Thursday, August 6, 2015

Summer Reruns of Irene's New York
"It Looked Chaotic but Really It Was Quite Organized"

Originally Posted August 16, 2009

Irene, mother of one, Lower East Side Girl through and through, remembers Her Orchard Street and Other Sundry Moments.

 


















One of the few stores left where Irene can buy her socks and nylons

"I remember the ladders that rolled along the wall of shelves and the hair accessories all stapled outside on each box so you could really see all the barrettes and clips. Thousands of products, all the merchandise, all stapled on the outside of the boxes. You'd have to ask for what you wanted and they'd go get it for you.

When you were Chinese, they never paid you no mind until you were ready. And it wasn't like we were dressed nicely. We shopped on Orchard Street every other week. I don't know what my mother was buying.

I'll tell you what Orchard Street taught me. It taught me to negotiate. Those Jews didn't respect you if you didn't. If you didn't they were insulted. These days I don't bargain. There's no one there to bargain with.

My friends and I wandered the streets incessantly. People watched out for each other. My mother never worried. I wish my son had the freedom I had. He's eleven and can't cross the street by himself. He's starting now. He's starting on the bus.

 But when I was 7 (second grade) and my brother was 4 (Pre-K), my mother put us on the 6 train to visit my aunt in the Bronx, a cruddy part, and no one questioned that. My brother and I walked to the Municipal Building and went under the turnstile. I don't think that my mother was lazy. She worked hard and needed some time to herself and did not care to spend five to seven hours in my aunt's hand laundry store. We were pesky and insistent so she relented and let us go. If I did that to my son, I'd be arrested. But I hear that from everyone, in Queens, here, everywhere. Kids are just not independent like we were.

And I confuse my friends because it's hard for them to understand how it could be so fantastic to have lived a less than idyllic life in the Lower East Side among projects, tenements, gangs, and having to watch your back. I laughed when I read about your asking your friend to put away his camera because he might get mugged. To this day when I sit in a restaurant I have to sit facing the door so that I can see who is coming in or if trouble is looming, something I learned in my youth that I cannot shake, even if I am in a fancy restaurant.

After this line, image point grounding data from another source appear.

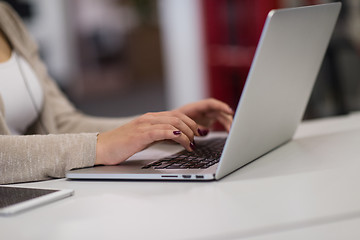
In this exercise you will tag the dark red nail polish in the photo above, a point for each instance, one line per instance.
(203, 132)
(192, 145)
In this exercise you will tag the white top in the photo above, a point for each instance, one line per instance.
(21, 93)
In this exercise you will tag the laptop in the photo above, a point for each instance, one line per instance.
(286, 63)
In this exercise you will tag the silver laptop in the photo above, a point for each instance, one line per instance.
(279, 84)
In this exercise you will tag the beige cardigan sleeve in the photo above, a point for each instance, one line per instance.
(68, 138)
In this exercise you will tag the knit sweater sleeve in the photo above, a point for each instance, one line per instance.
(42, 157)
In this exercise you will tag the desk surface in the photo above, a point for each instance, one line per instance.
(283, 195)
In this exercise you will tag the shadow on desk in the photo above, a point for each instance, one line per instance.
(308, 154)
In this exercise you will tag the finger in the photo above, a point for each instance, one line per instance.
(225, 120)
(178, 120)
(188, 121)
(215, 105)
(160, 132)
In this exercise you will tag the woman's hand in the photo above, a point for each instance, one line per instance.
(181, 125)
(115, 146)
(208, 111)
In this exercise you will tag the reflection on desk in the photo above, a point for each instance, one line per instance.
(299, 188)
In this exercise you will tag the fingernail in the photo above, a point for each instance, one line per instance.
(192, 145)
(203, 132)
(176, 132)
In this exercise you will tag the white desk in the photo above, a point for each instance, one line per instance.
(279, 196)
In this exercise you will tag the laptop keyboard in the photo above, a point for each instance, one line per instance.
(206, 154)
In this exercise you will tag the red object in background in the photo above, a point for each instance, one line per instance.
(232, 29)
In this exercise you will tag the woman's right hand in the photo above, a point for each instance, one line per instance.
(115, 146)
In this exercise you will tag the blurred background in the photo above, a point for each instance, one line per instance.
(126, 57)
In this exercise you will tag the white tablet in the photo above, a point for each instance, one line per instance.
(17, 199)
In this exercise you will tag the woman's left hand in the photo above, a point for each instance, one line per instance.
(207, 112)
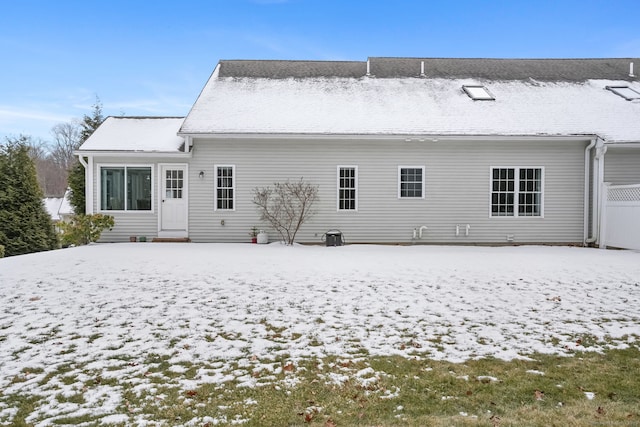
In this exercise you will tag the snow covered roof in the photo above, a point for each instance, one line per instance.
(414, 96)
(143, 134)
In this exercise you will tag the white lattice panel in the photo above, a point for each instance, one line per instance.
(626, 194)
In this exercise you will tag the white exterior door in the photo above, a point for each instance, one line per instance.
(173, 201)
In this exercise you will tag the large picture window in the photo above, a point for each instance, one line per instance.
(347, 188)
(225, 188)
(125, 188)
(411, 182)
(516, 191)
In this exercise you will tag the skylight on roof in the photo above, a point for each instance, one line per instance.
(624, 91)
(478, 93)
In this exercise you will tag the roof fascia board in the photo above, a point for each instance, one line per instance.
(630, 144)
(132, 153)
(405, 137)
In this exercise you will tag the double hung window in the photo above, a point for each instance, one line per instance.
(516, 191)
(411, 182)
(347, 188)
(125, 188)
(225, 188)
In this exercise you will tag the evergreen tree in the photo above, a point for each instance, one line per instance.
(76, 180)
(25, 225)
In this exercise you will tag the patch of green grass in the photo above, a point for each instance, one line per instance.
(371, 390)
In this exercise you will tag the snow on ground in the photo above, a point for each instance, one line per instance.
(111, 308)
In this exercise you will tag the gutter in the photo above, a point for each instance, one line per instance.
(598, 178)
(587, 168)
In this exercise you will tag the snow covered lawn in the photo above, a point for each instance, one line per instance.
(112, 309)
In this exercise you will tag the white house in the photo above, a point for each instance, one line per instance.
(403, 150)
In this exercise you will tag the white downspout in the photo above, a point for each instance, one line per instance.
(601, 150)
(587, 168)
(88, 182)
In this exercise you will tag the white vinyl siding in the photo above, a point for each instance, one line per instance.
(225, 187)
(516, 191)
(456, 190)
(411, 182)
(347, 188)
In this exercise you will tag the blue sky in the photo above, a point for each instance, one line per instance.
(153, 57)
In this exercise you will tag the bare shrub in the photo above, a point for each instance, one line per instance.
(286, 206)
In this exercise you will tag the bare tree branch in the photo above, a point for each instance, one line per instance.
(286, 207)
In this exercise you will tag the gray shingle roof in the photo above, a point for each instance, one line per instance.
(570, 70)
(295, 69)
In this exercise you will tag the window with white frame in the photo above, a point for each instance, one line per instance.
(516, 191)
(125, 188)
(347, 188)
(411, 182)
(225, 188)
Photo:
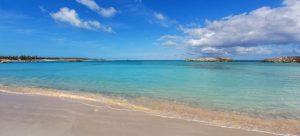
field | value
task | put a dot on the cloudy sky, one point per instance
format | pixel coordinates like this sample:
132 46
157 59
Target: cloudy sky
150 29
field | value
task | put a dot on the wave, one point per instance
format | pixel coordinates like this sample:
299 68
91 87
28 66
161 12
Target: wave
172 109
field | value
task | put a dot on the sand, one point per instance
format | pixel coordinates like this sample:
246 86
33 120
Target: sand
36 115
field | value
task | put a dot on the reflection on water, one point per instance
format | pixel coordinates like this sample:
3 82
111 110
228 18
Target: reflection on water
264 90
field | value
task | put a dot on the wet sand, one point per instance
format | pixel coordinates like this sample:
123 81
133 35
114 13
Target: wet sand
36 115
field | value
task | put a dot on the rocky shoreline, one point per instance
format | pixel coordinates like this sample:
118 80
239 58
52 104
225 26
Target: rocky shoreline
286 59
12 59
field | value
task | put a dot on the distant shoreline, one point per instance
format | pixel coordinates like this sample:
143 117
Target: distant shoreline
12 59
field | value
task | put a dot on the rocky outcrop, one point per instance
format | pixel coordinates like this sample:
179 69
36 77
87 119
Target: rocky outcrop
210 60
287 59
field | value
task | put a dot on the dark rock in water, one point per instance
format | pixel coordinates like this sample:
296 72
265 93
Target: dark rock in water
210 60
287 59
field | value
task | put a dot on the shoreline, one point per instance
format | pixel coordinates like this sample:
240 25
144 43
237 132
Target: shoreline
120 104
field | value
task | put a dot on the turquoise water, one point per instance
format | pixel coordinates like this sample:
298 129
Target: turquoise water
260 89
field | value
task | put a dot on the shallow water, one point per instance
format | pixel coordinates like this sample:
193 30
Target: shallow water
264 90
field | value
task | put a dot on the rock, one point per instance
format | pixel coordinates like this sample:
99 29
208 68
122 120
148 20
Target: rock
210 60
287 59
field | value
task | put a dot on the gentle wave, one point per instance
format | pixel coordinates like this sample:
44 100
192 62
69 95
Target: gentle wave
169 109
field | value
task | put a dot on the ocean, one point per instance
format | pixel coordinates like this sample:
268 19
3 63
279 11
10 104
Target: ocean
247 93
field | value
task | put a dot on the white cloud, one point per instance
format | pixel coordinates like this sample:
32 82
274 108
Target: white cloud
162 20
70 16
253 50
159 16
105 12
247 33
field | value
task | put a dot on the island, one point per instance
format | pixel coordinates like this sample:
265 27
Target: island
286 59
11 59
218 59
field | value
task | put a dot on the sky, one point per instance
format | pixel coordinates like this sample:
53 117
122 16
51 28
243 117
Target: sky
150 29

When you get older, and reach back into your memory, you don't remember vacations or trips. You remember the boring moments. My father worked six days a week, long, long hours. So I remember when on Sunday, his one day off, he'd join us because it was so rare. Everyone in Chinatown went to City Hall Park because it was green and beautiful. I remember the rare Sundays my father joined us in the park. I remember that, not the first vacation we took to Toronto when I was in my late teens.

My son has been everywhere, San Diego, Sanibel Island, Puerto Rico, the Caribbean Disney Land, everywhere. Soon, he'll be going to Costa Rica and probably China. You know what his favorite memories are? Bedtime, when we read stories."